Nonetheless, the president has an opportunity here to showcase his political bona fides as a principled leader or a spineless and opportunistic politico. He should, when he decides to weigh in on the current brouhaha, indicate whether he abides by our national constitution by siding with the Supreme Court’s decision to send Mugabe, Gunn and Alistair to jail or demonstrate his unfailing loyalty to the NDC with a presidential pardon.

But this is what I would strongly urge the president to do if he finally reaches a decision to inform the nation on his stance on the issue: he should use the occasion, a national radio and television broadcast will an opportune and ideal time to scold those who have created the toxic political environment that invariably birthed Mugabe and other acerbic radio talking heads.

Failing that, Mr. Mahama would have squandered a golden opportunity to sanitize the corrosive and absurdly crazy political scene we currently have in Ghana.

We are at this difficult moment in our national history because our Supreme Court has this tendency to dabble in public policy issues, it just cannot shy away from politics or maintain a healthy distance from the political ramblings.

In hindsight, the court should have never entertained the lawsuit brought by Mr Abu Ramadan, against the Electoral Commission, knowing full well its potential to inflame passions on both sides of the political divide.

Mr. Ramadan or his legal representative should have been told firmly, perhaps behind close doors, that his legal tussle with the EC would bring unforeseen consequences and therefore should be shelved.

What is more, Justice Sophia Akuffo woefully failed in her summation to rebuke the rabble-rousers in the major political parties for contributing to the coarse and ugly political atmosphere.

This was a good time to train the spot light on those hell bent on creating havoc in our nation. Instead, the good judge spent the entire time lecturing and bashing the three men, the Ghanaian media and the attorney general.

There are other ways to punish a radio station for the contents of its broadcast. Go after its advertisers. Radio stations rely primarily on the money that advertisers pay them. Take this money away, and radio stations will die a slow, painful death.

For those who were particularly disturbed by Alistair and Gunn’s outbursts, the best they could have done was to go after those who advertise on Mugabe’s show and pressure, coerce and gently push them to stop advertising on his show.

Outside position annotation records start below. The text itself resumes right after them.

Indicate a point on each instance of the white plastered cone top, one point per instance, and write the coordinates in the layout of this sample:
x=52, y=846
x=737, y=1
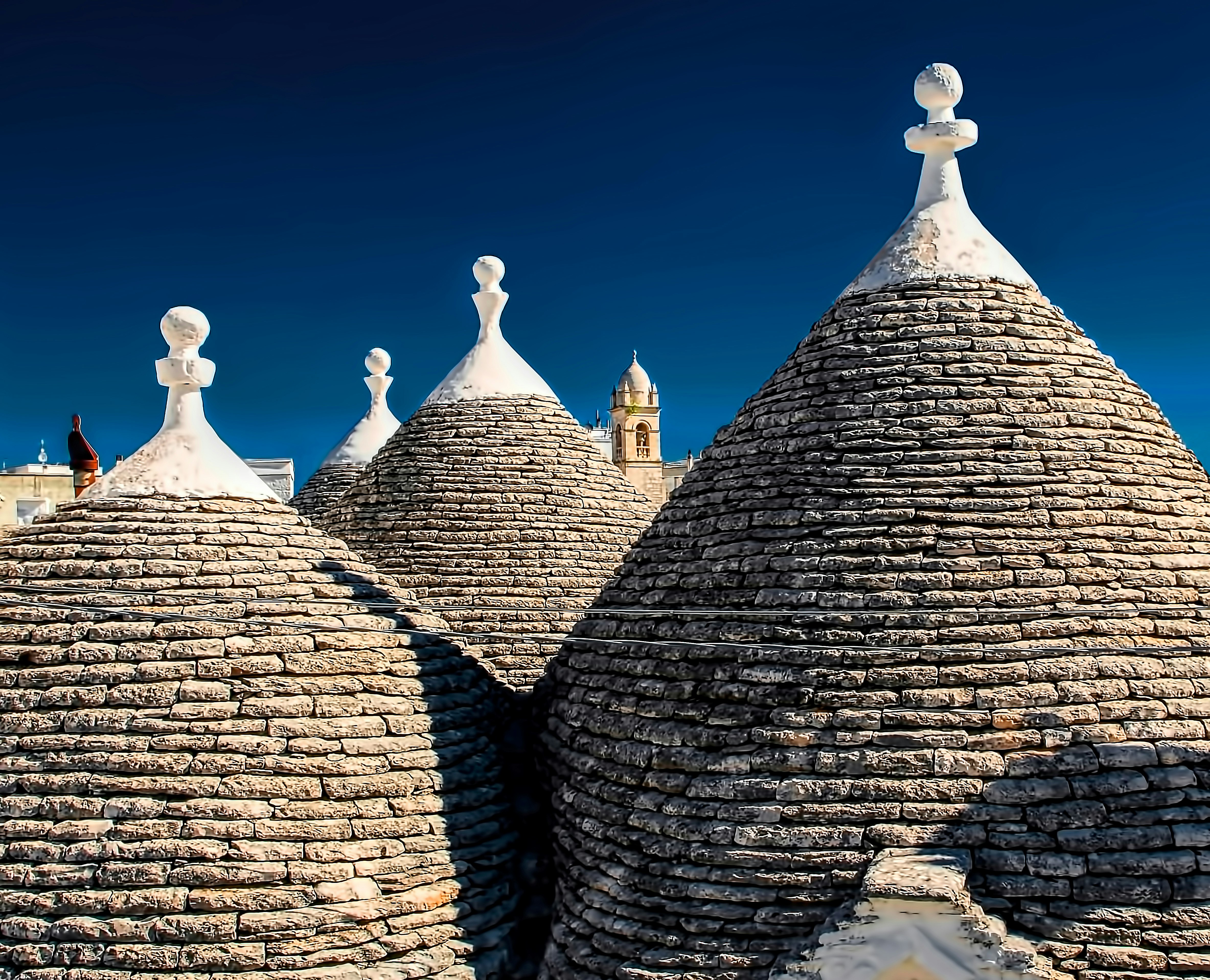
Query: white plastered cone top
x=941, y=238
x=492, y=368
x=186, y=458
x=377, y=425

Slowly but surely, if management is not getting the kind of cash it expects from Mugabe’s show, it would cancel it. That is what is done elsewhere except, of course in Ghana, where everything is the other way.

Sentencing Mugabe and the other two men to jail is nothing short of a band aid. It would not solve the problem of loud and boisterous radio presenters.

Well, it is too late now. The Supreme Court has plunged the nation into another crisis, unwarranted, of course and it will take the goodwill and big hearts of Ghanaians to move on.